In [None]:
import pandas as pd
import scipy.stats as stats

In [None]:
# Read CSV
file_path = 'MasterDataset_WithWeatherAndEvent.csv'
data = pd.read_csv(file_path, dtype={"holiday": str})

In [None]:
# Missing Values Analysis
def analyze_missing_values_v2(file_path, chunk_size=1000000):
    chunks = pd.read_csv(file_path, chunksize=chunk_size)
    total_missing_values = None

    for chunk in chunks:
        missing_values = chunk.isnull().sum()
        if total_missing_values is None:
            total_missing_values = missing_values
        else:
            total_missing_values += missing_values

    # Calculate the percentage of missing values
    missing_values_summary = pd.DataFrame(total_missing_values, columns=['Missing Count'])
    total_rows = sum(1 for row in open(file_path))
    missing_values_summary['Percentage (%)'] = (missing_values_summary['Missing Count'] / total_rows) * 100

    return missing_values_summary.sort_values(by='Missing Count', ascending=False)

In [None]:
# Analyze the missing values in the dataset again
missing_values_info_v2 = analyze_missing_values_v2("MasterDataset_WithWeatherAndEvent.csv")
missing_values_info_v2

In [None]:
# Define functions that handle missing values across the entire dataset
def process_missing_values_whole(file_path, output_path):
    # Read the entire data set
    data = pd.read_csv(file_path)

    # Calculate the mode of related columns to fill in missing values
    end_station_number_mode = data['End station number'].mode()[0]
    end_station_mode = data['End station'].mode()[0]
    start_station_number_mode = data['Start station number'].mode()[0]
    start_station_mode = data['Start station'].mode()[0]

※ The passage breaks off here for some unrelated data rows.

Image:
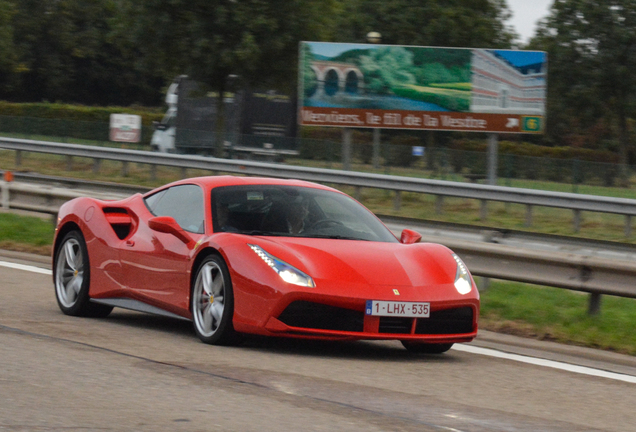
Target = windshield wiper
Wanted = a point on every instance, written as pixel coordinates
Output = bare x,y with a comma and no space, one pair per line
260,232
336,237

    # Fill missing values using the mode calculated above and the specified string
    data['holiday'].fillna("Not a holiday",
                           inplace=True)  # Fill missing values of 'holiday' column using "Not a holiday"
    data_cleaned = data.dropna(subset=df.columns.difference(['holiday']))
    data['End station number'].fillna(end_station_number_mode,
                                      inplace=True)  # Fill missing values of 'End station number' column using mode
    data['End station'].fillna(end_station_mode, inplace=True)  # Fill missing values of 'End station' column using mode
    data['Start station number'].fillna(start_station_number_mode,
                                        inplace=True)  # Fill missing values of 'Start station number' column using mode
    data['Start station'].fillna(start_station_mode,
                                 inplace=True)  # Fill missing values of 'Start station' column using mode

    # Save the processed data to the specified output path
    data.to_csv(output_path, index=False)


In [None]:
# process the data and save it
output_path_whole = "processed_sample_whole2.csv"
process_missing_values_whole("sample.csv", output_path_whole)

In [None]:
# Analyze the missing values in the dataset again
missing_values_info_v2 = analyze_missing_values_v2("sample.csv")
missing_values_info_v2

In [None]:
#Bivariate Analysis
# Convert start date, end date and date columns into datetime objects
data['Start date'] = pd.to_datetime(data['Start date'])
data['End date'] = pd.to_datetime(data['End date'])
data['date'] = pd.to_datetime(data['date'])

In [None]:
# Extract temporal features
# Extract hour, day of week and month from start date
data['hour'] = data['Start date'].dt.hour
data['w_day'] = data['Start date'].dt.dayofweek  
data['month'] = data['Start date'].dt.month

In [None]:
# Bivariate analysis
# Group by hour, day of week and month, calculate the average riding time of each group
hourly_avg_duration = data.groupby('hour')['Duration'].mean()
weekly_avg_duration = data.groupby('w_day')['Duration'].mean()
monthly_avg_duration = data.groupby('month')['Duration'].mean()

In [None]:
# Create a binary column representing weekends and then calculate the average ride time grouped
data['isWeekend'] = data['w_day'].apply(lambda x: 1 if x >= 5 else 0)
weekend_weekday_avg_duration = data.groupby('isWeekend')['Duration'].mean()

In [None]:
# Create a binary column representing weekends and then calculate the average ride time grouped
holiday_avg_duration = data.groupby('isHoliday')['Duration'].mean()

In [None]:
# Analysis of the relationship between weather conditions and riding time
# Calculate the Pearson correlation coefficient between weather variables and riding time
correlation_temp = stats.pearsonr(data['temperature_2m'], data['Duration'])
correlation_rain = stats.pearsonr(data['precipitation'], data['Duration'])
correlation_humidity = stats.pearsonr(data['relativehumidity_2m'], data['Duration'])
correlation_windspeed = stats.pearsonr(data['windspeed_10m'], data['Duration'])

In [None]:
# Multivariate analysis
# Distinguish between casual and member riders
data['isCasual'] = data['Member type'].apply(lambda x: 1 if x == 'Casual' else 0)

In [None]:
# Define a function to calculate the average riding time of different rider types under specific conditions
def avg_duration_by_group(df, group_by, condition_col, condition):
    filtered = df[df[condition_col] == condition]
    return filtered.groupby(group_by)['Duration'].mean()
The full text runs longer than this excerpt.